Han pasado diez meses desde los hechos relatados, y debo deciros que quiero a mi marido como nunca, pero que a Diego no puedo ni quiero olvidarlo. Contemplo a Clara en la cuna, respirando tranquila y recostada sobre su orejita parabólica. «No se preocupen -dijo el médico tras el parto-, esto se puede solucionar con cirugía, pero deberan esperar hasta el final del crecimiento». Coso un peluche para ella. Le vacié el relleno y, en su lugar, embucho aquella camisa de franela a cuadros que llevaba Diego el día que me sedujo.

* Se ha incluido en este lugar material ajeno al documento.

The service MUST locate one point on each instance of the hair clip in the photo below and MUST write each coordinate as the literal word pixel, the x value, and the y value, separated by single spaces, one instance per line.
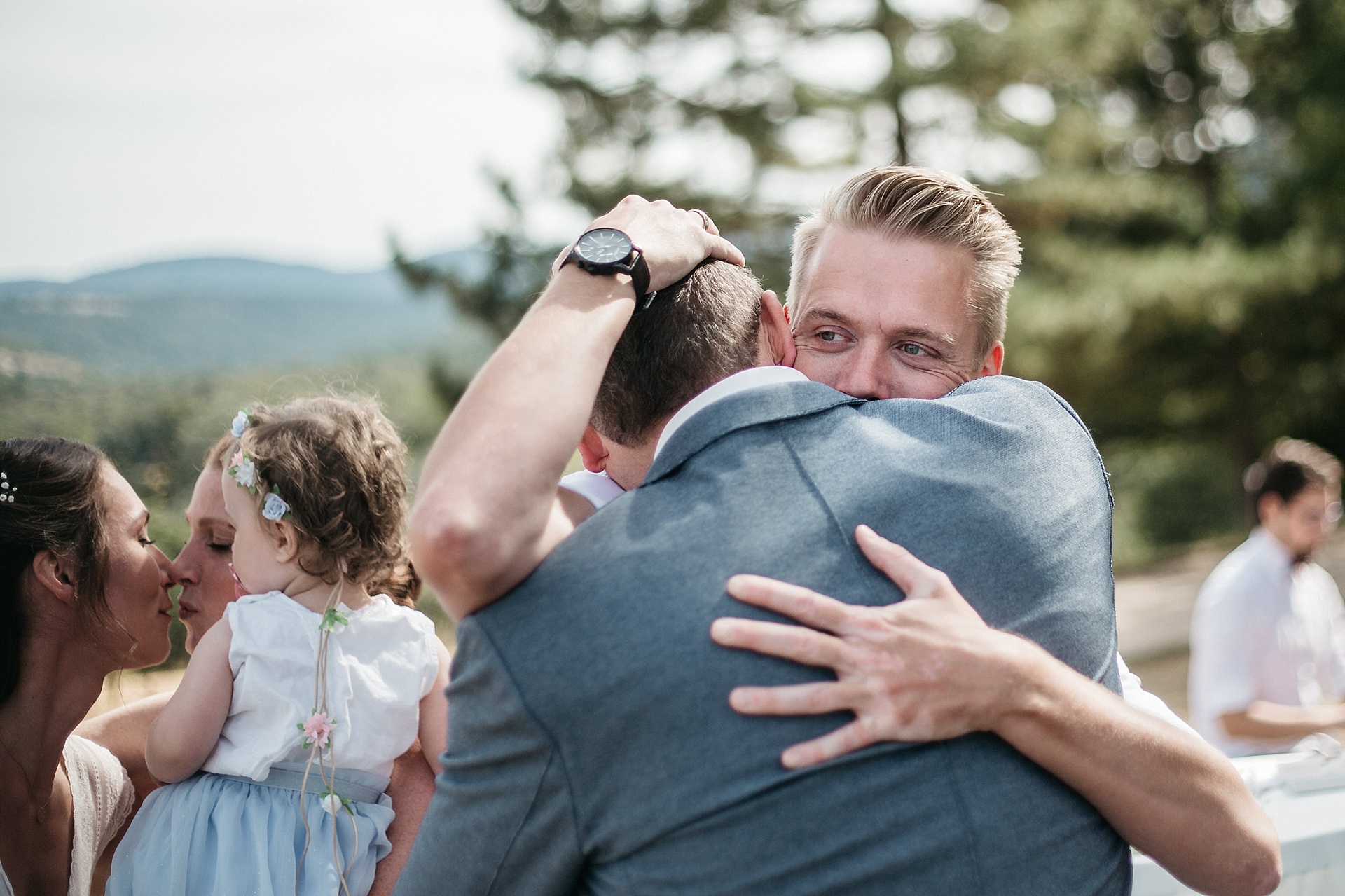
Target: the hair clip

Quiero que se impregne de su olor noche tras noche para que quizás, un día, en el metro o en algún espacio público, se siente junto a un hombre viejo que le resultará extrañamente familiar y, aspirando ese aroma que le pellizcará tiernamente el alma con nostalgia de otros tiempos, piense: «¿Y si fuera...? ¿Pero en qué estaré pensando? Qué tonterías se me ocurren. Veo demasiada televisión». Entonces acariciará inconscientemente su graciosa oreja camuflada bajo el pelo y buscará olvido para sus delirios en el libro abierto en su regazo.